Their pictures are stripped down an inside page: Gleadall in action, Dale during a training session. My father is at his workbench in overalls and a cloth cap, self-consciously sawing a piece of two-by-four for the camera. Since his job meant that he could train only on Tuesday and Thursday nights, he’d been at work when the pre-season photo call took place, and the paper had evidently had to send out a photographer to get whatever picture he could for the story. It looks a little strange on the sports page, and faintly ludicrous next to its neighbours as one in a series of three rising stars, but it locates him as a footballer of his time as well as any endorsement shot of David Beckham’s. Football was a game of the working class, for the working class, by the working class. One thing it wasn’t was a golden passport out of the working class.
In significant ways footballers were actually worse off than the crowds watching them from the terraces on a Saturday afternoon. True, their standard working day – two or three hours of physical exercise – was usually over by lunchtime, and they had the potential, at least, to earn more than most labourers. In 1952 the average manual wage in the UK was £8 13s. Footballers could earn up to £14 during the season and £10 during the summer – if they were on the league maximum. According to Players’ Union figures, though, only 20 per cent of them were. As late as 1955, the union put the average footballer’s wage at £8, by which time factory workers were earning closer to £11.
No other industry in the country had a maximum wage.

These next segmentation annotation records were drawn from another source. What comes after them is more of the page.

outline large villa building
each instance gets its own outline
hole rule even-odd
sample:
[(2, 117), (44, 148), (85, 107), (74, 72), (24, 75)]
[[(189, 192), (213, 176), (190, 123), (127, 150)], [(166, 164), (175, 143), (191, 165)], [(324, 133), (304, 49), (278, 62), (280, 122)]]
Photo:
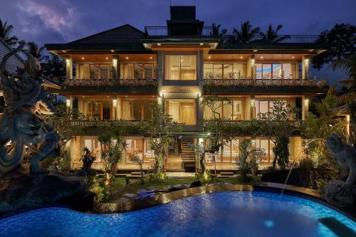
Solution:
[[(162, 104), (182, 127), (168, 152), (166, 169), (188, 171), (195, 159), (188, 144), (204, 142), (209, 136), (204, 121), (211, 118), (211, 111), (199, 101), (211, 91), (231, 98), (232, 105), (224, 105), (220, 112), (226, 122), (237, 124), (257, 118), (281, 100), (300, 108), (296, 122), (301, 122), (311, 98), (328, 90), (324, 81), (308, 73), (310, 58), (324, 51), (318, 36), (290, 35), (277, 41), (256, 36), (242, 43), (236, 36), (221, 36), (204, 26), (196, 19), (195, 6), (171, 6), (170, 14), (167, 26), (141, 31), (126, 24), (68, 43), (46, 45), (64, 58), (66, 66), (63, 88), (51, 92), (66, 97), (67, 106), (78, 107), (85, 117), (71, 121), (73, 127), (84, 128), (73, 130), (68, 144), (73, 167), (81, 166), (86, 147), (96, 156), (95, 167), (100, 168), (98, 136), (103, 128), (125, 122), (132, 130), (125, 135), (127, 147), (119, 172), (137, 169), (131, 159), (135, 154), (147, 169), (153, 160), (148, 135), (134, 128), (147, 119), (155, 103)], [(236, 169), (239, 141), (246, 137), (266, 149), (261, 165), (271, 164), (271, 137), (252, 134), (236, 134), (221, 149), (216, 157), (217, 170)], [(300, 133), (290, 137), (289, 149), (291, 160), (303, 156)], [(208, 168), (215, 166), (207, 162)]]

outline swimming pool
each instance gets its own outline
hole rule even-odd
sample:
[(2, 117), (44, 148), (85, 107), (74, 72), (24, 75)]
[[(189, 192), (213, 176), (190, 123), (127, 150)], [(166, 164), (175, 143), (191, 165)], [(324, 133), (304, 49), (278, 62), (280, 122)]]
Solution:
[(37, 209), (0, 219), (0, 236), (337, 236), (320, 218), (333, 218), (347, 226), (346, 233), (356, 233), (356, 223), (316, 202), (263, 191), (225, 191), (125, 214)]

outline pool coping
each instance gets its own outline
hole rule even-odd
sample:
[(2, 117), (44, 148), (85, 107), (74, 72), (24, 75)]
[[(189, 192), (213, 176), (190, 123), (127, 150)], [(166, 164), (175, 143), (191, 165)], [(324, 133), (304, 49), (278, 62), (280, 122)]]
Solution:
[(315, 201), (321, 205), (325, 206), (333, 210), (340, 213), (350, 219), (356, 222), (356, 208), (343, 208), (334, 206), (328, 203), (323, 195), (317, 190), (305, 187), (297, 186), (294, 185), (259, 182), (253, 185), (250, 184), (212, 184), (199, 187), (184, 189), (162, 194), (155, 195), (153, 197), (147, 197), (142, 199), (135, 199), (125, 203), (107, 202), (102, 203), (96, 206), (94, 213), (110, 214), (122, 213), (132, 211), (140, 210), (157, 205), (169, 203), (170, 201), (181, 199), (185, 197), (202, 195), (208, 193), (219, 191), (262, 191), (281, 194), (284, 189), (283, 194), (298, 196), (310, 201)]

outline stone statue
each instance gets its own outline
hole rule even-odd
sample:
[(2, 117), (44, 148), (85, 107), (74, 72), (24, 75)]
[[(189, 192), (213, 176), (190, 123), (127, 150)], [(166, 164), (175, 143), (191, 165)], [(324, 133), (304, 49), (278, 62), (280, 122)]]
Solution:
[(328, 137), (325, 147), (342, 169), (339, 179), (324, 187), (325, 199), (337, 206), (356, 204), (356, 149), (342, 142), (335, 133)]
[[(31, 173), (41, 173), (40, 162), (54, 154), (59, 141), (56, 130), (38, 116), (53, 110), (43, 87), (39, 62), (28, 56), (23, 72), (10, 74), (6, 69), (7, 60), (24, 46), (25, 42), (20, 42), (0, 63), (0, 85), (6, 105), (0, 118), (0, 177), (21, 163), (24, 146), (34, 152), (30, 162)], [(40, 144), (38, 148), (36, 144)]]

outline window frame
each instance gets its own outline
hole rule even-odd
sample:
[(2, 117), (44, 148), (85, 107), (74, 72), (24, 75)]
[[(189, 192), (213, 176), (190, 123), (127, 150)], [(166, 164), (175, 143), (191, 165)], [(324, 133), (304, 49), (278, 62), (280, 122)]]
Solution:
[[(179, 56), (179, 73), (178, 80), (171, 80), (167, 79), (168, 77), (168, 71), (167, 70), (170, 67), (167, 66), (167, 57), (169, 56)], [(195, 65), (195, 79), (194, 80), (182, 80), (182, 56), (194, 56), (196, 58), (196, 65)], [(163, 65), (164, 65), (164, 80), (165, 81), (197, 81), (198, 80), (198, 68), (199, 68), (199, 62), (198, 62), (198, 55), (197, 54), (165, 54), (163, 57)], [(170, 73), (170, 70), (169, 70)]]

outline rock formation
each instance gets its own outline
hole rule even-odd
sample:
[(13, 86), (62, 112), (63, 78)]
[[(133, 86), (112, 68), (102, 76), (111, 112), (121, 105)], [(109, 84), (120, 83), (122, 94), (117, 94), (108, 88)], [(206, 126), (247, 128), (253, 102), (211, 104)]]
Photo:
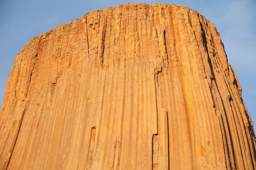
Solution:
[(196, 11), (93, 11), (18, 53), (0, 169), (254, 169), (241, 93), (220, 34)]

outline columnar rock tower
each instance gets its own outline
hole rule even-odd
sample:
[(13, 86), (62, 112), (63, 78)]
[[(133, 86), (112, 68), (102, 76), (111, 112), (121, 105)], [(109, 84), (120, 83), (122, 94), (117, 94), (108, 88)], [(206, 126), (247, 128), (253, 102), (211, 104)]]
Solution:
[(196, 11), (93, 11), (18, 54), (0, 169), (255, 169), (241, 92), (219, 33)]

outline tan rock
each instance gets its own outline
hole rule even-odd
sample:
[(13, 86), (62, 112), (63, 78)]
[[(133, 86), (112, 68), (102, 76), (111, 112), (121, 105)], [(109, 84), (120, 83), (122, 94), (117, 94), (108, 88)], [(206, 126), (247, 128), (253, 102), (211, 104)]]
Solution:
[(196, 11), (93, 11), (18, 53), (0, 169), (254, 169), (241, 92), (219, 34)]

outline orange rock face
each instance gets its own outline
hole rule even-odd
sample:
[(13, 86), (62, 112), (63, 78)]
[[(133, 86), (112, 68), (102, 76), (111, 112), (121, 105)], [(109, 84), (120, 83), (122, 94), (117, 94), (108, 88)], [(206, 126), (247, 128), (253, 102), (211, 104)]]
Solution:
[(93, 11), (18, 54), (0, 169), (254, 169), (241, 92), (219, 34), (195, 10)]

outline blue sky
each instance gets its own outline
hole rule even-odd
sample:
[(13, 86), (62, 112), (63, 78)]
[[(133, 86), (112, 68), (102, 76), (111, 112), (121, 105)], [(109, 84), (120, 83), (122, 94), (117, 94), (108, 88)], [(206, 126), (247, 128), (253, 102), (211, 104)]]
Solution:
[(0, 1), (0, 107), (13, 61), (34, 37), (94, 9), (132, 2), (174, 3), (196, 10), (215, 24), (242, 85), (244, 100), (256, 123), (255, 0)]

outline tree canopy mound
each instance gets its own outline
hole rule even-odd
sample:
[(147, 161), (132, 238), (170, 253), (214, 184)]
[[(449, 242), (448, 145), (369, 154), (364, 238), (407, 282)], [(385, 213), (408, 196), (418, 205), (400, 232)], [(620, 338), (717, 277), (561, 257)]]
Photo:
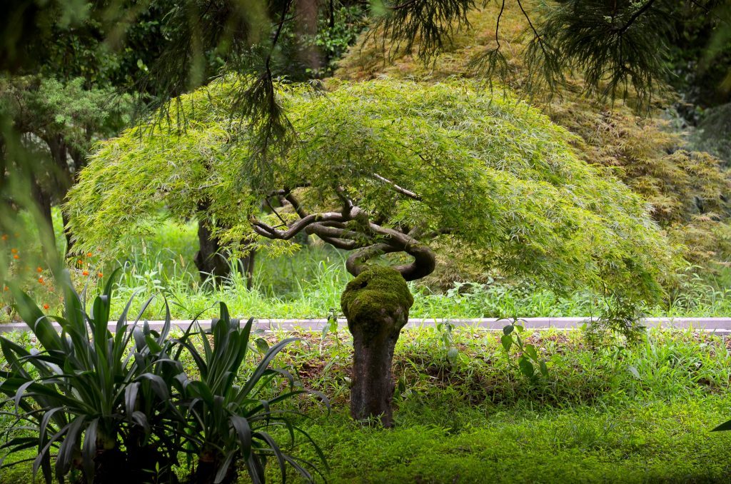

Football clubs were alone in operating a cartel that imposed an arbitrary ceiling on the earnings of their employees. And the minimum retaining wage they were obliged to pay a player was £322 a year, a little over £6 a week. That innocent-sounding term ‘retaining wage’ was the pointer to a more fundamental problem. The real disadvantage footballers saw when they
compared themselves to the ranks of working men who paid to watch them every week was their lack of freedom. The lads from the feltworks and the cotton mill and Benson’s toffee factory may have had tough, unrewarding jobs, but at least they were free to leave one for another.
My father’s apprenticeship as a joiner lasted five years, from the age of sixteen until his twenty-first birthday. The contract he signed with Bury FC gave the club the rights to his services in perpetuity. Not that he enjoyed a reciprocal commitment from them. His contract – every footballer’s contract – was for twelve months only. At the end of a season clubs could release a player, put him up for sale, or retain him – often on reduced wages if the team had a bad year. Any player who refused to agree terms, whatever they might be, would be paid no wages. Not paid no wages and sacked, or released, but paid no wages and retained. If he walked out he couldn’t play anywhere else because the club held his registration. If he demanded a transfer they could simply refuse – or put a price on his head so high that it was a refusal by other means.
And while he was on the transfer list they weren’t obliged to pay him. A man sitting at home with an artificially high market value and no income had limited options. The majority caved in. Those whose principles wouldn’t let them had no choice but to leave the professional game altogether. Three years before my father joined Bury, T.G. Jones, the great centre-half and captain of Wales, had caused an uproar when he walked out on Everton for non-league Pwllheli FC. It had been his only means of escape from a club that had him on the transfer list but refused to sell him.
John McNeil, the manager who signed my father for Bury, had cut the players’ wages on his arrival at the club two seasons earlier. The team’s right-back at the time was Cyril Fairclough, the first professional full-back my dad ever lined up against, in his trial game. Cyril was a solid, one-club man who spent twelve seasons with Bury, before playing and managing non-league. He’d scouted until he was seventy-eight, and was proud of having watched more than seventy games in his final season on the road for Manchester United.